I don't want to think about the regex to check if:
Inside <?php or <?= code
Not in a comment
Inside a quoted quote
What type of quoted quote?
Is it a quote of that type?
Is it preceded by \ (escaped)?
Is the \ escaped??
etc...
Summary
You can probably write a regex for this.
You can probably manage with some backreferences and lots of time and care.

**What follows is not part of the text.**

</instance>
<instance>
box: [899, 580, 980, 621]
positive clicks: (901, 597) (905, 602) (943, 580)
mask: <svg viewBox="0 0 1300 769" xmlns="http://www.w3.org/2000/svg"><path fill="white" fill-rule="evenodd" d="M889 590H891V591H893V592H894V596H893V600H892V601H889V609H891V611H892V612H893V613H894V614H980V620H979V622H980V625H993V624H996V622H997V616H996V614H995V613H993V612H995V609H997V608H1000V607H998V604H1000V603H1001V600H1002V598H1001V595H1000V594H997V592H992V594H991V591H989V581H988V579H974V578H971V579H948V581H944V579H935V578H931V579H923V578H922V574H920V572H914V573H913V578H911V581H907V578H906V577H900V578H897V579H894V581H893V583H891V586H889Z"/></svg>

It's going to be hard and your probably going to waste a lot of time, and if you ever need to fix it, you aren't going to understand the regex you wrote.
See also
This answer. It's worth it.
Here's a function that utilizes the tokenizer extension to apply preg_replace to PHP strings only:
function preg_replace_php_string($pattern, $replacement, $source) {
$replaced = '';
foreach (token_get_all($source) as $token) {
if (is_string($token)){
$replaced .= $token;
continue;
}
list($id, $text) = $token;
if ($id === T_CONSTANT_ENCAPSED_STRING) {
$replaced .= preg_replace($pattern, $replacement, $text);
} else {
$replaced .= $text;
}
}
return $replaced;
}
In order to achieve what you want, you can call it like this:
<?php
$filepath = "script.php";
$file = file_get_contents($filepath);
$replaced = preg_replace_php_string('/^"([^$\{\n<>\']+?)"$/', '\'$1\'', $file);
echo $replaced;
The regular expression that's passed as the first argument is the key here. It tells the function to only transform strings to their single-quoted equivalents if they do not contain $ (embedded variable "$a"), { (embedded variable type 2 "{$a[0]}"), a new line, < or > (HTML tag end/open symbols). It also checks if the string contains a single-quote, and prevents the replacement to avoid situations where it would need to be escaped.
While this is a PHP solution, it's the most accurate one. The closest you can get with any other language would require you to build your own PHP parser in that language to some degree in order for your solution to be accurate.